The American president had certainly not waited to arrive in Dublin to proudly claim his heritage, which also allows him to polish an image of a middle-class child, having grown up in Pennsylvania (east) in a close-knit and hardworking family.
But when he said Thursday, in Dublin, that he “didn’t want to go back anymore”, it was to wonder if he was really joking, so much Joe Biden gave free rein to his attachment to the homeland of his distant ancestors. .
“As the Irish saying goes, your feet will take you where your heart is,” he wrote in the guestbook of his visit.
In his final speech in Ballina, however, he returned to more political overtones, extolling the shared values โโof Ireland and the United States.
“We are fighting for freedom, democracy,” he said, while at the exact same time, on the other side of the Atlantic, the one he may face again in 2024, Donald Trump, was addressing the powerful gun lobby, the NRA.
“Even in times of darkness and despair, hope has kept us moving forward into a brighter future of greater freedom, greater dignity, greater opportunity,” he said. the Democrat, taking up his favorite political refrain.
In recent days, Joe Biden, who had started with a whirlwind visit to Belfast, had spoken of serious subjects: the blocking of institutions in Northern Ireland, the war in Ukraine…

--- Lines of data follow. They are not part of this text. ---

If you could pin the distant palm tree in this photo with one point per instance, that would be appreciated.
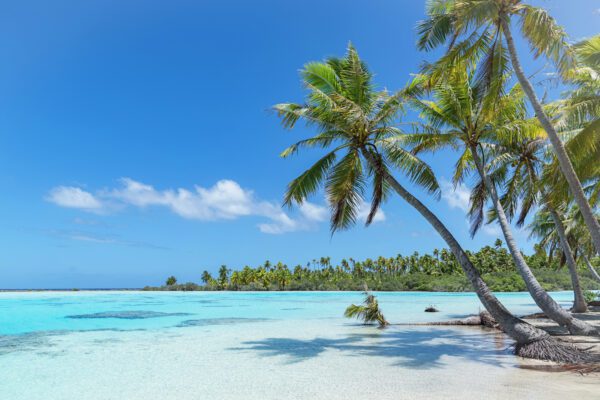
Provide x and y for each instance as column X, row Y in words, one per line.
column 475, row 27
column 368, row 312
column 206, row 277
column 462, row 116
column 171, row 281
column 350, row 116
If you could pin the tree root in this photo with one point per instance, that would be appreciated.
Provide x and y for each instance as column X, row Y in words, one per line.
column 551, row 349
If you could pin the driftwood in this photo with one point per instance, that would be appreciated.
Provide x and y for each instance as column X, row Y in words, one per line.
column 483, row 319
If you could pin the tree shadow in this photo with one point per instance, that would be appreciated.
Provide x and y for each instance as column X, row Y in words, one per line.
column 414, row 348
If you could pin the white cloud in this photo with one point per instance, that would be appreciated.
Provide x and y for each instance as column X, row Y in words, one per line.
column 314, row 212
column 456, row 197
column 226, row 200
column 74, row 197
column 363, row 212
column 492, row 229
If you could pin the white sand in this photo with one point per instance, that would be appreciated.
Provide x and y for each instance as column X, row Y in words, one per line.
column 282, row 360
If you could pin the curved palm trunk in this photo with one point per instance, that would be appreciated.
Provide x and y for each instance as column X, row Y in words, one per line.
column 550, row 307
column 519, row 330
column 559, row 148
column 590, row 267
column 579, row 304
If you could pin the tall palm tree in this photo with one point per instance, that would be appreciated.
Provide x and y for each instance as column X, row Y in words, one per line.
column 461, row 116
column 475, row 27
column 548, row 226
column 521, row 162
column 351, row 117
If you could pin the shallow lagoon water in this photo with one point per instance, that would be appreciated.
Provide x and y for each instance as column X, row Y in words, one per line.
column 240, row 345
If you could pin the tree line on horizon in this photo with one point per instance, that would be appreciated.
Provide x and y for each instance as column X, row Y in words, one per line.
column 435, row 271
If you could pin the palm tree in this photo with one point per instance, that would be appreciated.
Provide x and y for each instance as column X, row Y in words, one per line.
column 353, row 118
column 461, row 116
column 368, row 312
column 206, row 277
column 171, row 281
column 520, row 161
column 475, row 27
column 548, row 226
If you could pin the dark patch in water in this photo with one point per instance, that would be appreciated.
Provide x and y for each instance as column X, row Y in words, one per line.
column 219, row 321
column 26, row 341
column 126, row 315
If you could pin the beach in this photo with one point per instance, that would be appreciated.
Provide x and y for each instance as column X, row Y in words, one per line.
column 138, row 345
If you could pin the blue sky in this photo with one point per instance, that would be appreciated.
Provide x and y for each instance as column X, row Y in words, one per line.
column 136, row 141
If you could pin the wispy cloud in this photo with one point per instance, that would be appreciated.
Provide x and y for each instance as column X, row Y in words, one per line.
column 225, row 200
column 90, row 237
column 456, row 197
column 74, row 197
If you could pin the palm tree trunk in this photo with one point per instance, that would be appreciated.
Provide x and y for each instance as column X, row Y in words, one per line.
column 550, row 307
column 590, row 267
column 579, row 304
column 559, row 148
column 522, row 332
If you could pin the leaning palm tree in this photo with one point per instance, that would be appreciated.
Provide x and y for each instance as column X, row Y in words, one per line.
column 548, row 226
column 519, row 164
column 578, row 120
column 461, row 116
column 368, row 312
column 354, row 119
column 476, row 27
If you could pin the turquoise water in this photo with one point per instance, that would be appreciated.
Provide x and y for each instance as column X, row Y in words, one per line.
column 223, row 345
column 76, row 311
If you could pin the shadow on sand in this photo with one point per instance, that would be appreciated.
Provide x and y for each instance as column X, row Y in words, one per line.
column 415, row 348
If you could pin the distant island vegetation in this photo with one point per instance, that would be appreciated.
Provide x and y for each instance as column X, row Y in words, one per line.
column 437, row 272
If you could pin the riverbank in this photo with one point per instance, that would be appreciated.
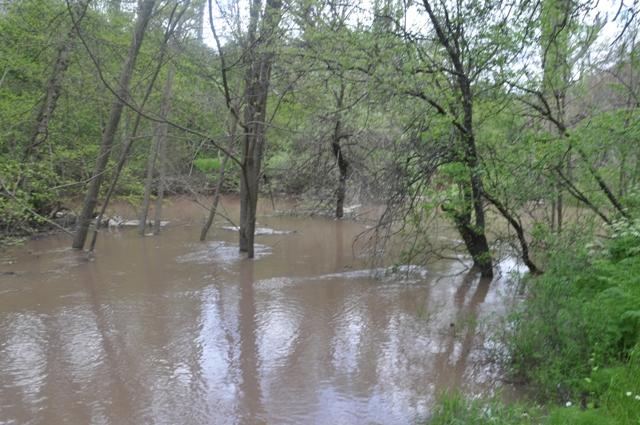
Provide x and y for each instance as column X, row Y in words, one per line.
column 575, row 340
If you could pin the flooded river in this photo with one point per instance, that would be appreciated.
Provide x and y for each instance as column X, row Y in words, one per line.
column 169, row 330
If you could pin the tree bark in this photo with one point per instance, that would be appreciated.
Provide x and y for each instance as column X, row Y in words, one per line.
column 258, row 61
column 156, row 148
column 122, row 90
column 216, row 198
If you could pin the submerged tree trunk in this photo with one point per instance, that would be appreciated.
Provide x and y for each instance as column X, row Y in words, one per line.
column 472, row 231
column 161, row 176
column 156, row 148
column 216, row 198
column 258, row 61
column 343, row 164
column 122, row 90
column 343, row 168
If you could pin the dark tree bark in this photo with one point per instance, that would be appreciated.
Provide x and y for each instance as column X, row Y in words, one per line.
column 258, row 61
column 54, row 85
column 122, row 90
column 472, row 231
column 343, row 164
column 157, row 148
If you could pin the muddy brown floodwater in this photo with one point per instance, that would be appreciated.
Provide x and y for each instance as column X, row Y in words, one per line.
column 168, row 330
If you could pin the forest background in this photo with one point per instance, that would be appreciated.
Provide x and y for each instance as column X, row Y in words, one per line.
column 514, row 122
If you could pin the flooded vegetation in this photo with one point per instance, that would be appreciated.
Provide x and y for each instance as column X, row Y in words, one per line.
column 170, row 330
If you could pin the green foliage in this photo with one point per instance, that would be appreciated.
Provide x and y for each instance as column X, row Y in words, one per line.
column 207, row 165
column 581, row 321
column 456, row 408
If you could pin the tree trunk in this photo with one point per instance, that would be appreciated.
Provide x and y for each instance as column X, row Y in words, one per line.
column 258, row 61
column 158, row 138
column 343, row 167
column 473, row 234
column 216, row 198
column 161, row 178
column 122, row 89
column 54, row 86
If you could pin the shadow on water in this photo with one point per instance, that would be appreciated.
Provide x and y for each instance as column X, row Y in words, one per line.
column 248, row 358
column 168, row 330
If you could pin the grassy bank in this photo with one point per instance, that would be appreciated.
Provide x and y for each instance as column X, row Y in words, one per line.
column 575, row 340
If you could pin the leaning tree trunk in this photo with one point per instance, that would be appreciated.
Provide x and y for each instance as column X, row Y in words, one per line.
column 122, row 91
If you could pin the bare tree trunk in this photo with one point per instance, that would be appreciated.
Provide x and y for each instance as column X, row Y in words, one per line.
column 156, row 148
column 473, row 234
column 343, row 168
column 122, row 90
column 258, row 61
column 161, row 179
column 343, row 164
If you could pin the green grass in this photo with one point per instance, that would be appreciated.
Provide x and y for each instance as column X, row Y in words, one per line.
column 575, row 340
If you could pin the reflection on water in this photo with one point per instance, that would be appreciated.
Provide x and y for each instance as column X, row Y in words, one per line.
column 167, row 330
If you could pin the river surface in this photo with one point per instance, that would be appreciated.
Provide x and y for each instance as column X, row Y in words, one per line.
column 169, row 330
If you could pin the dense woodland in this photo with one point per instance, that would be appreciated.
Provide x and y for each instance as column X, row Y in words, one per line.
column 513, row 122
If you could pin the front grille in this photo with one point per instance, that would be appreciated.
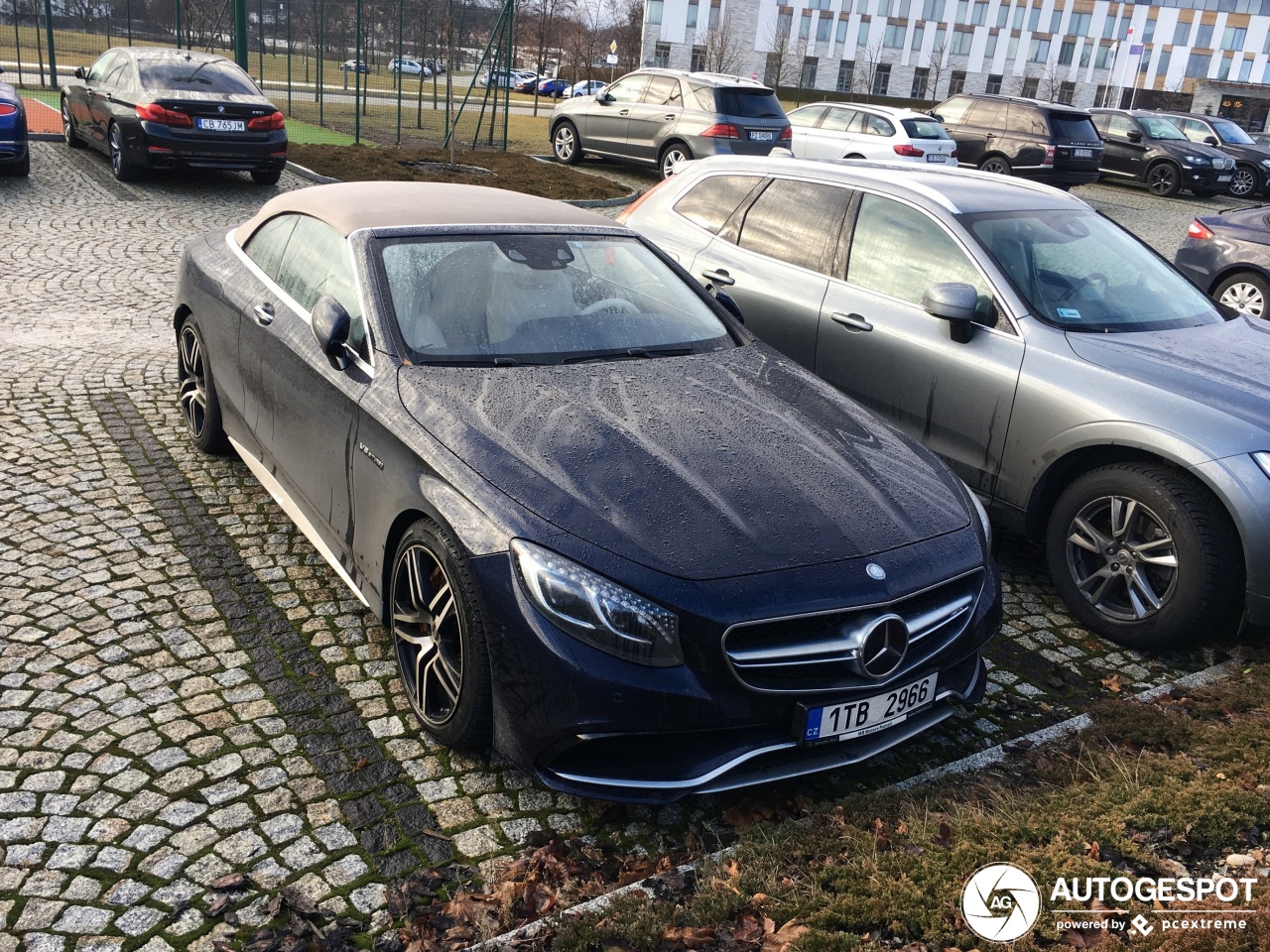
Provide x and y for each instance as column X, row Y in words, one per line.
column 817, row 652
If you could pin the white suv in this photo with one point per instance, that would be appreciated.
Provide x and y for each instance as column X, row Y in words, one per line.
column 860, row 131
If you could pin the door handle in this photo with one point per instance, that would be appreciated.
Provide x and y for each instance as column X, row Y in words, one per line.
column 851, row 321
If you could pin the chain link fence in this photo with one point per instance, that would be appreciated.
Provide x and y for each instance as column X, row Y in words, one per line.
column 405, row 72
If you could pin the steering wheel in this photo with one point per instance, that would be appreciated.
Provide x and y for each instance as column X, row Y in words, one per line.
column 1095, row 280
column 611, row 303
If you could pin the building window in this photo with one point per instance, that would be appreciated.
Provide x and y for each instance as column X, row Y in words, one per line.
column 920, row 77
column 810, row 67
column 846, row 75
column 881, row 79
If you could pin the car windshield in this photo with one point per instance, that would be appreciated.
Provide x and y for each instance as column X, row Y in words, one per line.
column 1159, row 128
column 1082, row 272
column 204, row 76
column 1228, row 132
column 543, row 298
column 924, row 128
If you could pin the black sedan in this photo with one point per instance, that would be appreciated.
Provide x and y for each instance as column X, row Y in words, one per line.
column 642, row 552
column 14, row 150
column 151, row 108
column 1227, row 255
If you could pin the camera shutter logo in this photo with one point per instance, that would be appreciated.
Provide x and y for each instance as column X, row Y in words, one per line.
column 1001, row 902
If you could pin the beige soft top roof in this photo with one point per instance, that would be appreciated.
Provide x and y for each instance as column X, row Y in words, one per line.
column 349, row 206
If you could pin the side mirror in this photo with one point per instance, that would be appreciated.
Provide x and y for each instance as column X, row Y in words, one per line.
column 953, row 302
column 330, row 325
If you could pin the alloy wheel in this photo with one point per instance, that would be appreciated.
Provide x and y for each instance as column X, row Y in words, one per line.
column 191, row 375
column 429, row 635
column 1121, row 557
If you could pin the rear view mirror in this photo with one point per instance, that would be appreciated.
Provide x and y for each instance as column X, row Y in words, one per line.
column 953, row 302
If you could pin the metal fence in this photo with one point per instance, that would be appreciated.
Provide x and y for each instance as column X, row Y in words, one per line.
column 327, row 64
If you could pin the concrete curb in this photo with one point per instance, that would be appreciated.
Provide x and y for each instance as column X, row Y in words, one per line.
column 973, row 762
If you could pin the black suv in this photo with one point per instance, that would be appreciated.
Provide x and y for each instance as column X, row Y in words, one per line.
column 1144, row 146
column 1251, row 160
column 1012, row 136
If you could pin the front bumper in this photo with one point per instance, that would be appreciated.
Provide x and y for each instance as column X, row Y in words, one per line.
column 589, row 724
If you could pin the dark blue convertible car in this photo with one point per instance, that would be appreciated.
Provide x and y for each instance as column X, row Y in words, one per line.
column 607, row 530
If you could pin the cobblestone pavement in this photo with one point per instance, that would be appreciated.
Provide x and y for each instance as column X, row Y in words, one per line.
column 187, row 690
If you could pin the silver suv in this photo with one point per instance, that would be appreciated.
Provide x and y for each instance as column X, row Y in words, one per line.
column 1086, row 391
column 663, row 117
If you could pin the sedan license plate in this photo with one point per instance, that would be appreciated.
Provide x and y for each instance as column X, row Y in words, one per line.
column 878, row 712
column 221, row 125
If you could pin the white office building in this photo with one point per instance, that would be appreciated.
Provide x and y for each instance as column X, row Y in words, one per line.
column 1207, row 55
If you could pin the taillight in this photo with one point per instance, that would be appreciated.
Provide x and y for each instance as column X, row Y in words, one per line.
column 721, row 130
column 267, row 123
column 1198, row 231
column 153, row 112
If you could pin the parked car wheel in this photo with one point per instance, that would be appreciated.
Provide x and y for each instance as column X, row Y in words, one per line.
column 68, row 132
column 1243, row 181
column 439, row 636
column 119, row 166
column 566, row 144
column 1247, row 293
column 997, row 166
column 1143, row 555
column 1164, row 179
column 672, row 155
column 195, row 391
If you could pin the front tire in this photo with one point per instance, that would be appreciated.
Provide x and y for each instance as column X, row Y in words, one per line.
column 439, row 638
column 1247, row 293
column 195, row 393
column 1144, row 556
column 567, row 145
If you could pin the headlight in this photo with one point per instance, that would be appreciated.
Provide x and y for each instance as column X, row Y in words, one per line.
column 597, row 611
column 1262, row 460
column 983, row 513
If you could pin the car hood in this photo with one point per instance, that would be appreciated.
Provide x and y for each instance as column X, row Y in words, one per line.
column 1224, row 367
column 699, row 467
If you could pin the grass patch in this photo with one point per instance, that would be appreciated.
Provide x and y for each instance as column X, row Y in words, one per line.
column 516, row 173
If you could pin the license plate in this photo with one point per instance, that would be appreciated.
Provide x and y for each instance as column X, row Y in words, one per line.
column 878, row 712
column 221, row 125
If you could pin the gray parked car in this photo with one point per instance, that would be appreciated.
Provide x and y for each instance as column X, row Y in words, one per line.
column 663, row 117
column 1079, row 384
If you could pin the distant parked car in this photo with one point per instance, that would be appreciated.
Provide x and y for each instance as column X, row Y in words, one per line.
column 1251, row 159
column 1143, row 146
column 663, row 117
column 1012, row 136
column 408, row 66
column 858, row 131
column 155, row 108
column 14, row 150
column 1227, row 257
column 553, row 87
column 585, row 89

But the Democrat above all seemed to offer himself a parenthesis, away from world news and the 2024 presidential campaign, in which he says he “intends” to throw himself.
He took all his time to chat, shake hands and take selfies, in a warm atmosphere that he will not find in the United States, a country violently divided politically, and where he is hardly popular.
If Joe Biden was actually celebrated in Ireland โ “you are the most Irish of American presidents, not because of your family tree, but because of your soul,” Prime Minister Leo Varadkar assured him on Friday โ this trip did not immediately aroused disproportionate interest in the United States.
The main American television channels, for example, did not broadcast his last speech live.